Making a snap decision, they went back to their hotel, checked out, and then drove back out to the causeway, finding a vacant spot. There, beneath the stars, they waited for the 9:32 a.m. launch.

Though they stood 5 miles from the launch pad, he still remembers the powerful rumble as the Saturn V rocket blasted off from Earth.

"You could feel the (rocket) from (that distance). You could see it and feel the excitement bubble. The engines went off, (Apollo 11) went up into the clouds -- and then it was over," he said with a chuckle.
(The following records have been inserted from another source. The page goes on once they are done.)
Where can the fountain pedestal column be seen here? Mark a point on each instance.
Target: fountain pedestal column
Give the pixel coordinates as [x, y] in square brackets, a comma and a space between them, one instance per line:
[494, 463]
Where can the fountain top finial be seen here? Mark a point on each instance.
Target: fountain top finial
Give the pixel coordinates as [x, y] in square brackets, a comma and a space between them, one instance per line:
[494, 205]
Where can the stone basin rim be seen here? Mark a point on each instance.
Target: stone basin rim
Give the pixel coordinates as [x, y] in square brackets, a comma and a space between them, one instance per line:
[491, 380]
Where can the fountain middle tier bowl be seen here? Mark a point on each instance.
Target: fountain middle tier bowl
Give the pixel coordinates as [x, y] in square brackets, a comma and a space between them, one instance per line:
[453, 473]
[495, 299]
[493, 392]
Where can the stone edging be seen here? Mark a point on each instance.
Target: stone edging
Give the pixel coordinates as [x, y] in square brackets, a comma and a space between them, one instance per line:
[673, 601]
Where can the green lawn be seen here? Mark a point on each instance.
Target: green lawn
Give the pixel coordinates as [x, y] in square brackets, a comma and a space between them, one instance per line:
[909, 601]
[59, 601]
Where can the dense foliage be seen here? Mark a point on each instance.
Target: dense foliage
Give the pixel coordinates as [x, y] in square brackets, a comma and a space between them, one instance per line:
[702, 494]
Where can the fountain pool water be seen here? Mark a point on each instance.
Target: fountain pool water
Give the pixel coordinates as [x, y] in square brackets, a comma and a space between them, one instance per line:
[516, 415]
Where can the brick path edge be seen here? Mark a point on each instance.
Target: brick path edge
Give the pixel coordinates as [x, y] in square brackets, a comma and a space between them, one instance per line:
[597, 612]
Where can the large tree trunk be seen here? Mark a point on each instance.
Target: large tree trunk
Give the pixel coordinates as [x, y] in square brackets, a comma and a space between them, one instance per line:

Following the Apollo 1 disaster, in which three NASA astronauts lost their lives inside an Apollo capsule during a fire, the spacecraft was redesigned to make each component fireproof.

"We redesigned all the batteries to make sure there was nothing flammable -- no flame to catch anything (around it) on fire." Earlier batteries had emitted hydrogen gas, Brill said, something that potentially -- although the risk was remote -- could set off a spark. "We got rid of that, minimized the volume of the gas and materials around it so it would not burn.

"The batteries were safe. We never had a problem with the batteries on launch," he added.

EaglePicher batteries have been used on hundreds of U.S. and international projects before and after Apollo, including missions to Mars and the Hubble Space Telescope. The company states on its website that it has more than 2.6 billion cell hours in space without a mission failure. More recently, EaglePicher batteries help power the OSIRIS-REx mission, an effort to land on the asteroid Bennu and bring home a sample. EaglePicher batteries also are powering the InSight lander on Mars, although they were built at the company's plant in Rhode Island.

Wheat said that following a successful launch from Florida, the engineers would fly briefly back to Joplin before heading on to Houston to keep tabs of the batteries during the missions' duration at Johnson Space Center. During a stay in Houston, a NASA employee asked Wheat why he wasn't wringing his hands with worry. There was nothing to worry about, he told the man.

"I don't know of any time during that whole program that an (EaglePicher) battery failed to deliver the power and the capacity or the energy required to the mission," Wheat said. "And that's pretty good."